Para viabilizar os sensores, são desenvolvidos novos materiais em forma de filmes, de espessura menor que 100 nanômetros (um nanômetro tem um milionésimo de centímetro), utilizando polímeros orgânicos, híbridos (orgânico e inorgânico), enzimas e proteínas. Os filmes ultrafinos são fabricados pelas técnicas espectroscópicas e de imagem. "Usamos as técnicas espectroscópicas para analisar grupos funcionais da molécula, ligações que estão se formando entre os materiais e como esses materiais estão organizados no filme (se estão deitados, em pé ou perpendicular ao substrato)", detalha Ferreira. Já a técnica de imagem permite aos pesquisadores verificarem as dimensões das moléculas e também aferir qual a contribuição do material orgânico e do inorgânico nos materiais híbridos.
É justamente a preocupação em caracterizar os materiais por meio dessas técnicas para posterior aplicação nos dispositivos um dos diferenciais da pesquisa em relação aos estudos na área. "Exploramos a propriedade nanométrica desses materiais e aproveitamos o efeito sinergético dessa junção, tirando o melhor de cada um deles, na mistura, em forma de filmes", diz a professora do DFQM-So.
A aplicação desses materiais é feita predominantemente em dispositivos eletroquímicos tais como sensores e biossensores e aplicados ao sensoriamento ambiental e clínico e em sistemas drug delivery, que direcionam a droga a alvos específicos no organismo. "Por exemplo, no caso de um câncer de pele, é possível fazer um filme com uma determinada droga e aplicá-lo como um adesivo ou tatuagem, para liberar o medicamento só na região afetada pela doença, ou seja, o drug delivery direciona [o medicamento] para o alvo e evita os efeitos colaterais", exemplifica a docente.
FORMAÇÃO EM PESQUISA
A pesquisa tem como título geral "Fabricação, Caracterização e Desenvolvimento de Dispositivos Eletroquímicos visando sensoriamento e drug delivery" e abarca estudos em vários níveis de formação.
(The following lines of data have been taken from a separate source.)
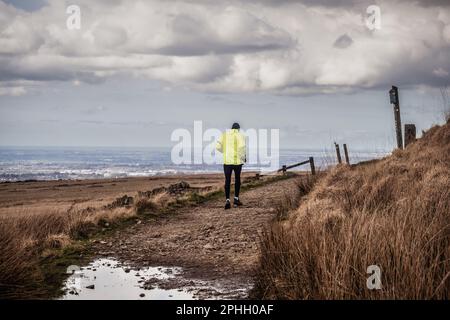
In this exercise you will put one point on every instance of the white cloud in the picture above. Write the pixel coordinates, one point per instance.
(292, 48)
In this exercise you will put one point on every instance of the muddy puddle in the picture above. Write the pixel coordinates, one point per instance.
(108, 279)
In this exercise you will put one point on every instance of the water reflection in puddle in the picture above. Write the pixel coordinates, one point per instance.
(107, 279)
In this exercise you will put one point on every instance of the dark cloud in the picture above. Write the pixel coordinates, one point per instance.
(343, 42)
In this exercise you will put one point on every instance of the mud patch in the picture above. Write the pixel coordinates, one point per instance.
(109, 279)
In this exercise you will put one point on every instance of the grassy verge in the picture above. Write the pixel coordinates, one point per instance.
(393, 213)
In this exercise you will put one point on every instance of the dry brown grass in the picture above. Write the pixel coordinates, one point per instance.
(27, 236)
(394, 213)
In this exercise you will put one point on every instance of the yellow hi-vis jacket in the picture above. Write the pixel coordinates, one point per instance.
(232, 144)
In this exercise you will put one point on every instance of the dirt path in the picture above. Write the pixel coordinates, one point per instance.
(209, 243)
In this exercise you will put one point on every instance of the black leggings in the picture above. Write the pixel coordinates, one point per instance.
(228, 170)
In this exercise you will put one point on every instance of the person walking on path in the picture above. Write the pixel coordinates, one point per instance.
(232, 145)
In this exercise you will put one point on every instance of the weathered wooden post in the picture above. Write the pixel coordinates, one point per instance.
(313, 167)
(347, 159)
(395, 101)
(410, 133)
(338, 153)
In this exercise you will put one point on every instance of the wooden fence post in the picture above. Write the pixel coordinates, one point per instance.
(410, 134)
(346, 154)
(338, 153)
(395, 101)
(313, 167)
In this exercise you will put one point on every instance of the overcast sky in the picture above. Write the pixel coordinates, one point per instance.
(137, 70)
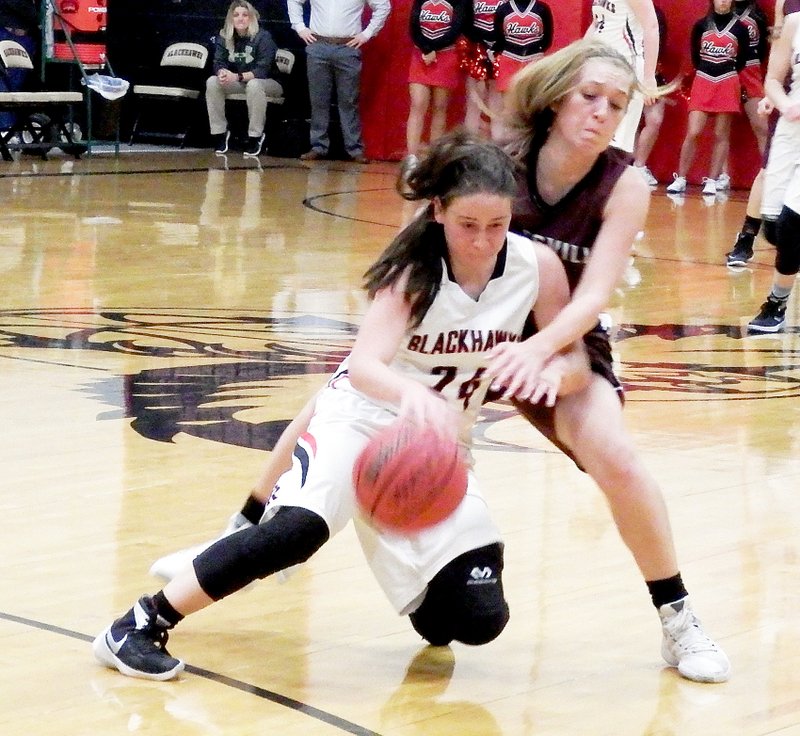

Atualmente, a equipe é formada por pesquisadores de pós-doutorado, doutorado, mestrado e alunos da graduação que desenvolvem iniciação científica, todos com bolsas da Fundação de Amparo à Pesquisa do Estado de São Paulo (Fapesp), da Coordenação de Aperfeiçoamento de Pessoal de Nível Superior (Capes) ou do CNPq. O grupo conta, também, com colaboradores do Instituto de Física de São Carlos (IFSC/USP), Faculdade de Ciências e Tecnologia (FCT) da Universidade Estadual Paulista (Unesp, campus de Presidente Prudente) e da Universidade de Dublin, na Irlanda.
Os estudos tiveram origem na Unesp, quando Ferreira era bolsista na categoria de Jovem Pesquisador da Fapesp. A partir de 2007, ano em que ingressou na UFSCar, ela implantou a linha de pesquisa na Universidade. Os estudos são desenvolvidos no Laboratório de Materiais Finep 1, do Campus Sorocaba, e, além dos resultados práticos, Ferreira busca a formação de recursos humanos e a consolidação da linha de pesquisa na Instituição. "A nossa pesquisa tem incentivado a vinda de pós-doutores para o grupo e publicações dos artigos em revistas de relevância cientifica na área de Materiais e apresentações dos trabalhos em congressos nacionais e internacionais", diz a professora, que conclui afirmando que isso fortalece também os programas de pós-graduação em Ciência dos Materiais (PPGCM-So) e Biotecnologia e Monitoramento Animal (PPGBMA-So) do Campus Sorocaba, com resultados positivos para toda a comunidade científica local.